On Sun, 21 Apr 2013, Yves Dorfsman wrote:
On 2013-04-21 09:57, Brad Beyenhof wrote:
Although I'm surprised it doesn't have any comment capability.
I'm not sure exactly what you mean by this, but I definitely value the
commit-style nature of git as a version-tracking mechanism, where
rdiff-backup
(or duplicity) just copies filesystem snapshots. Version control != backup,
no
matter how incremental/differential the system.
git and friends:
capture changes when a human thinks changes were made and should be recorded.
Fewer revisions, easy to search, every revision is meaningful.
You will miss every non-planned changes.
rdiff-backup and friends:
capture ALL changes (if run frequently enough).
A lot of revisions, might be difficult to find what you are looking for.
Revision are per time slice, you have to correlate them to events yourself.

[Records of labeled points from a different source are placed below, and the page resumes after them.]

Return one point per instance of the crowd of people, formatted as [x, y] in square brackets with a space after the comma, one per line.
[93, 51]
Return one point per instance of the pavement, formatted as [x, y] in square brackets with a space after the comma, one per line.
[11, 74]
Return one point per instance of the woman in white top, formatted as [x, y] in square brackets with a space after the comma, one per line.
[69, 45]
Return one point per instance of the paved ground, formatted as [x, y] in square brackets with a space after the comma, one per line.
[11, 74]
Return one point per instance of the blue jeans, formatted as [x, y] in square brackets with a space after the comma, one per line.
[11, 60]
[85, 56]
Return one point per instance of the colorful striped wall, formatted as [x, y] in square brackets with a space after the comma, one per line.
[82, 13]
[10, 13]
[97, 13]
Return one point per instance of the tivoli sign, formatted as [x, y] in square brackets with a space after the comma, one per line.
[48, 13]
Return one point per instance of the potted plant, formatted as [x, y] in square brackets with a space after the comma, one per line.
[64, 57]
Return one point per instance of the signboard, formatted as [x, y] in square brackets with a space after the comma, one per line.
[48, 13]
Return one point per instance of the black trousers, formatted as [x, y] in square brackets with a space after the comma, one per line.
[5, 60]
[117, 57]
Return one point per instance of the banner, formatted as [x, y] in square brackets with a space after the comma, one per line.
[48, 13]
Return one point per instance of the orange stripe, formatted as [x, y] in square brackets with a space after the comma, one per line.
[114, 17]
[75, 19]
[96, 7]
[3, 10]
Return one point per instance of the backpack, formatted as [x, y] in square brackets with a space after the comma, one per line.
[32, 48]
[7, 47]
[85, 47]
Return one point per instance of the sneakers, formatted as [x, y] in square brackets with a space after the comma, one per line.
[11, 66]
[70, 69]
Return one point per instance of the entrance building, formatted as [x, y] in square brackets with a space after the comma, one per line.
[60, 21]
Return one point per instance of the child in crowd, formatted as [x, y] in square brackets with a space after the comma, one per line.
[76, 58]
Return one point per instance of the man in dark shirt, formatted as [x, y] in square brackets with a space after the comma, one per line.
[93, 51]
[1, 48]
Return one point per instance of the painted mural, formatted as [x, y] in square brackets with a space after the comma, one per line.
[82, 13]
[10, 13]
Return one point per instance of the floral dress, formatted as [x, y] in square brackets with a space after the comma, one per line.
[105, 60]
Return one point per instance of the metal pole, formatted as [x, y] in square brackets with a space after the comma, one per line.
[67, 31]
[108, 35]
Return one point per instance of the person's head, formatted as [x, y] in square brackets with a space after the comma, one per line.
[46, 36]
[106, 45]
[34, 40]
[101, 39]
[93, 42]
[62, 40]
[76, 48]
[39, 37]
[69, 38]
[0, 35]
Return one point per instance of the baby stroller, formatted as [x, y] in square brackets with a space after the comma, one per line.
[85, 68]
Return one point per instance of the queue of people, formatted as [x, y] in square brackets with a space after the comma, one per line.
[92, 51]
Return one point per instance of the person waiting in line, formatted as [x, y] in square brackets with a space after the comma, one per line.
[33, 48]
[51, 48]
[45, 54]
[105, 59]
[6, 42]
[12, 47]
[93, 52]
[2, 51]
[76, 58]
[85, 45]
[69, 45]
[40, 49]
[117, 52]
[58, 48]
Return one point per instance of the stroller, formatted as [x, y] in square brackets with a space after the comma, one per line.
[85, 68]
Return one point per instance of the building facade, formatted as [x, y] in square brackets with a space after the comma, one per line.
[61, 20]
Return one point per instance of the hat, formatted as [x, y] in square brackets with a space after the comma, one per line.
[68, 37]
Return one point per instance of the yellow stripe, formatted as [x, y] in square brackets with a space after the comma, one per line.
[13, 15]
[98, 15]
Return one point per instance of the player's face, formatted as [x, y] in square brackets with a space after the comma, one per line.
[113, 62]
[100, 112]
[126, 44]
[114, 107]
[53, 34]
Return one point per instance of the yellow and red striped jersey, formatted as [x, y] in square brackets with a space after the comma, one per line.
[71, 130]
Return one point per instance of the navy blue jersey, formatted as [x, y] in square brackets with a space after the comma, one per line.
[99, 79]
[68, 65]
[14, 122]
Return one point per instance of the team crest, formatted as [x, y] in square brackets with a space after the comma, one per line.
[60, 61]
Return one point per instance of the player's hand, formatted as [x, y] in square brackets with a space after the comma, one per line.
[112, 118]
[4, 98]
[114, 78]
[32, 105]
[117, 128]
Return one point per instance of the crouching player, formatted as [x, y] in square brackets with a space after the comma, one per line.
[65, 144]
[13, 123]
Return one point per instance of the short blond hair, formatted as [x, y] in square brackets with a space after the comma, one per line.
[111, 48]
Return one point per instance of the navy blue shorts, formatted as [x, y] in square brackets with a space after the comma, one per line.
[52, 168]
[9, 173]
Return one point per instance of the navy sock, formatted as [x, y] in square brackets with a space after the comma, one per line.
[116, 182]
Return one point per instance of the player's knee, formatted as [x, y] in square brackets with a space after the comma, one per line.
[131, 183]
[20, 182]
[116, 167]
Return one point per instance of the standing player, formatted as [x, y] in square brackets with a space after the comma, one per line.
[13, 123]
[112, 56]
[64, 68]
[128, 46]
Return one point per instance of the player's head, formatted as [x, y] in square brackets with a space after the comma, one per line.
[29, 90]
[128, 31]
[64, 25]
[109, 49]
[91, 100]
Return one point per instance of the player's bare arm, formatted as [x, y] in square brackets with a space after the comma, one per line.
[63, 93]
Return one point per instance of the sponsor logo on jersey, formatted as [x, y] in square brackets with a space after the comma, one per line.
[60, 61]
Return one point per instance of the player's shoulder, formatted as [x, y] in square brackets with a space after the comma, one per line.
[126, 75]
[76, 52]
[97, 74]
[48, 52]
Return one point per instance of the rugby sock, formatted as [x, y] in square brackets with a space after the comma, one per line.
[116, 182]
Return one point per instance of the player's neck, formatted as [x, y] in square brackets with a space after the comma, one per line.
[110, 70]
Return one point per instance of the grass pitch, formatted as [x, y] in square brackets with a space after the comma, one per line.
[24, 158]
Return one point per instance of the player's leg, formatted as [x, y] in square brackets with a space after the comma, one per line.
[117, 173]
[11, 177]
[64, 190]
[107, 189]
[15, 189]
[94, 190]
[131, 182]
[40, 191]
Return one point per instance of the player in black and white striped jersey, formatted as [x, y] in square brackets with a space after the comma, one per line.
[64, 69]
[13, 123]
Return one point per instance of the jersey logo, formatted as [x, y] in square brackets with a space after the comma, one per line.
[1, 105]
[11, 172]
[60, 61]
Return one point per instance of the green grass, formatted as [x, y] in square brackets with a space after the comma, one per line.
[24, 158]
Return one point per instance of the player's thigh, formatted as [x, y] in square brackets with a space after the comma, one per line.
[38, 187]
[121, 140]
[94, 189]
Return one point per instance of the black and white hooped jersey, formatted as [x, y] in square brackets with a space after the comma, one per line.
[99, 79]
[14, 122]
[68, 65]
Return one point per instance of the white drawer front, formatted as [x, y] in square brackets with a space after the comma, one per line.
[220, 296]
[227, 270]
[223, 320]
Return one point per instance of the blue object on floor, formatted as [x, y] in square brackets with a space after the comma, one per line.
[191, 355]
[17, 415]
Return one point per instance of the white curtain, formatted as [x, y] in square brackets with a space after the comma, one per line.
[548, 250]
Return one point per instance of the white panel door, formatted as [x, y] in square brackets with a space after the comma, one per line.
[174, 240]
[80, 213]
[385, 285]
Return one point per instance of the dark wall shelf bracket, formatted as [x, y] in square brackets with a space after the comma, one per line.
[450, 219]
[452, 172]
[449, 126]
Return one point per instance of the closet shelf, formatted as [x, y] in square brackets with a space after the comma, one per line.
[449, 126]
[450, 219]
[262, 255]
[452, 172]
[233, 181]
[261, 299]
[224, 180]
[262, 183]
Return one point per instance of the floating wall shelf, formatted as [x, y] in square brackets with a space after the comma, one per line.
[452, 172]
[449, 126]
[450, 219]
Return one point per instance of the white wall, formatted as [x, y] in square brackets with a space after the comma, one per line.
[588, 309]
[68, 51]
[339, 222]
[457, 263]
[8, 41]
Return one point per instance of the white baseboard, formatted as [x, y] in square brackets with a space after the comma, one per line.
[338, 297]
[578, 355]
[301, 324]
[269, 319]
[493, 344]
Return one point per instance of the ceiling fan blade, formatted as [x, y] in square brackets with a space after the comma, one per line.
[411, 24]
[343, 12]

I actually like to do both.
I use git and similar (where I have gotten around to setting them up :-) and I
try to have all changes manually checked in. But in addition, I have a cron job
that runs regularly (at least nightly) to catch changes that happened that
weren't manually checked in. I give these automated checkins a different comment
so it's obvious which is which. It avoids a user checking something in that
includes a bunch of stuff that other people changed.